Con estas palabras llenas de ternura, el
autor sagrado del libro de la Sabiduría, refleja los sentimientos más profundos
de Dios, sus entrañas de amor y de misericordia.
La eterna batalla entre el bien y el mal
no sólo condiciona las relaciones humanas, también afecta profundamente a la
conciencia creyente que busca una respuesta en la palabra de Dios. Cómo es
posible que exista el mal, si es voluntad del Creador la armonía y la
fraternidad entre todos los seres de la tierra.
Cómo es posible que Dios permanezca
aparentemente impasible ante el sufrimiento, la injusticia, la opresión y la
muerte cruel de tantos inocentes a lo largo de la historia humana.
Y lo que a nuestra mente parece
ocultársele, la Palabra de Dios nos ofrece una puerta para comprender y situar
nuestra propia vida y las relaciones que en ella entablamos con los demás.
Ciertamente en la voluntad creadora de
Dios jamás existió un lugar para el mal. Dios nos creó a su imagen y semejanza,
reflejando en la criatura el mismo ser del Creador. Dios no nos creó para una
existencia predeterminada, ni condicionada, sino que nos regaló el don de la
libertad mediante la cual pudiéramos desarrollar nuestra vida asumiendo también
la responsabilidad de nuestros actos.
Y así se ha manifestado las enormes
posibilidades del ser humano para proseguir la obra creadora de Dios. De tal manera
que junto a las sombras existentes en la historia humana, podemos hablar de una
bondad natural en el hombre, que le lleva a hacer el bien y a evitar el mal.
Que en el ejercicio de esa bondad natural, encontramos nuestra felicidad y el
pleno desarrollo de nuestro ser, sintiéndonos en armonía con nuestros
semejantes y con Dios.
Pero también es verdad, que junto a esta
bondad natural, coexisten en la historia permanentes episodios de maldad que
empañan la condición humana y que muchas veces determinan una mirada global de
la historia. El egoísmo, la ambición, la envidia, el deseo insaciable de poder
y riqueza, han sembrado de injusticias, dolor y muerte nuestra realidad,
mostrándonos que si es verdad que el ser humano es capaz de prolongar la mano
bondadosa de Dios, también puede ofrecer el rostro más opuesto a la divinidad,
rompiendo su alianza filial y rechazando el amor que Dios le ofreció.
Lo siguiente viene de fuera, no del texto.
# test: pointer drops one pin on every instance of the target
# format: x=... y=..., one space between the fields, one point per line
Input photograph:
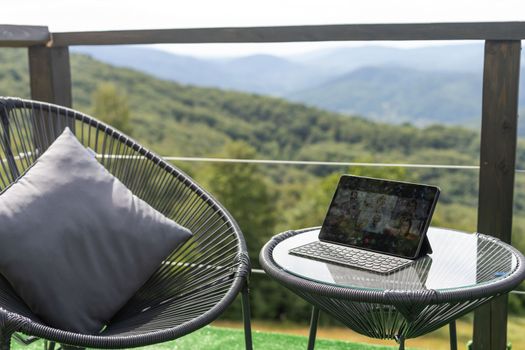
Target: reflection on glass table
x=463 y=272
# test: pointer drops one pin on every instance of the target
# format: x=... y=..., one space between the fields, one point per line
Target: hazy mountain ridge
x=440 y=84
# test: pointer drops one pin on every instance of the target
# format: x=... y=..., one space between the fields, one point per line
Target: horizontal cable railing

Dios puso en nuestras manos el desarrollo
de nuestro destino. Nos creó con la capacidad suficiente para tomar las riendas
de nuestra vida y optar en cada momento por el camino que nos conduce hacia él,
o por el que nos aleja de su lado. Y aunque es difícil realizar apuestas
definitivas y más bien nos movemos entre los espacios intermedios que unas
veces nos acercan a Dios y otras nos distancian de él, ciertamente depende de
nosotros el cambiar y acoger su misericordia para recuperar nuestra dignidad de
hijos de Dios y hermanos entre nosotros.
No podemos culpar a Dios del mal existente
en el mundo. Es una trampa más que nos pone nuestro propio egoísmo y pecado
para evitar asumir la responsabilidad de nuestra libertad. La intervención de
Dios ya se ha manifestado en la vida de Jesús. Por medio de él nos ha mostrado
el camino que conduce a la vida en plenitud, y por el que podemos avanzar todos
con la fuerza del Espíritu Santo que habita en nuestros corazones.
De hecho el evangelio que acabamos de
escuchar nos muestra cómo es posible cambiar la vida, por muy condicionada que
se encuentre por cualquier causa, si confiamos en el Señor y nos dejamos
moldear por su amor regenerador.
Zaqueo representa a ese grupo de personas
con un pasado ensombrecido por la ambición y el egoísmo. San Lucas lo define
como jefe de publicanos y rico, es decir, como alguien que explota a los demás
en beneficio propio, colaborando injustamente en el sometimiento del pueblo
judío. Hasta su estatura física definía su baja calidad humana.
Sin embargo la mera curiosidad hace que su
vida se tropiece con la de Jesús, y probablemente sin pretenderlo se vio
atrapado por las redes del amor de Dios. Y pese a la murmuración de los demás,
Jesús se atreve a acercarse a él para ofrecerle una nueva oportunidad que
transforme su vida para siempre.
En el encuentro sincero y abierto con el
Señor, se hace posible el milagro de la regeneración humana, del nacimiento a
una nueva vida de verdad, justicia y paz que devuelve la dignidad con la que
fuimos creados por Dios.
La realidad sufriente de nuestro mundo,
nos tiene que llevar a trabajar por su transformación más profunda mediante los
valores cristianos de la conversión personal y el perdón.
La conversión exige un cambio radical en
la vida de la persona. No se puede exigir la cercanía, el perdón ni la
comprensión de los demás, si quien viviendo en el mal y la injusticia no da
muestras de arrepentimiento y sinceros deseos de cambio.
No se puede exigir a las víctimas de este
mundo, que den el primer paso en el camino de la reconciliación. Al igual que
Zaqueo, o el hijo pródigo de la parábola, ese primer esfuerzo personal e
interior de conversión, corresponde a quien vive sumido en el pecado.
Pero también y los afectados directamente
por el mal sufrido, deben estar abiertos a ofrecer una nueva oportunidad a
quienes la solicitan con autenticidad y sincera conversión.
Porque si Dios nos ha perdonado, y sigue
manifestando su misericordia cada vez que acudimos a él con sencillez y verdad,
no podemos tomar otra medida cuando somos nosotros los ofendidos y nos toca
ejercitar esa misericordia con el prójimo.
No olvidemos que cada día al rezar el
Padrenuestro, pedimos que Dios perdone nuestras ofensas como
también nosotros perdonamos a los que nos ofenden, y si estas palabras están
vacías o son dichas con falsedad, toda nuestra oración resulta falsa.
La eucaristía
es el sacramento del amor. En ella celebramos el gozo del encuentro con Cristo
que parte para nosotros el pan, y que nos convoca a su mesa para que vivamos
como hermanos los unos con los otros. Que no endurezcamos nuestro corazón ante
quien verdaderamente arrepentido, manifiesta su deseo de cambiar de vida y de
volver a formar parte de la familia humana. De este modo la reconciliación
favorecerá la auténtica convivencia fraterna, ganaremos terreno al mal de este
mundo, y con la fuerza del Espíritu Santo se irá implantando el Reino de Dios.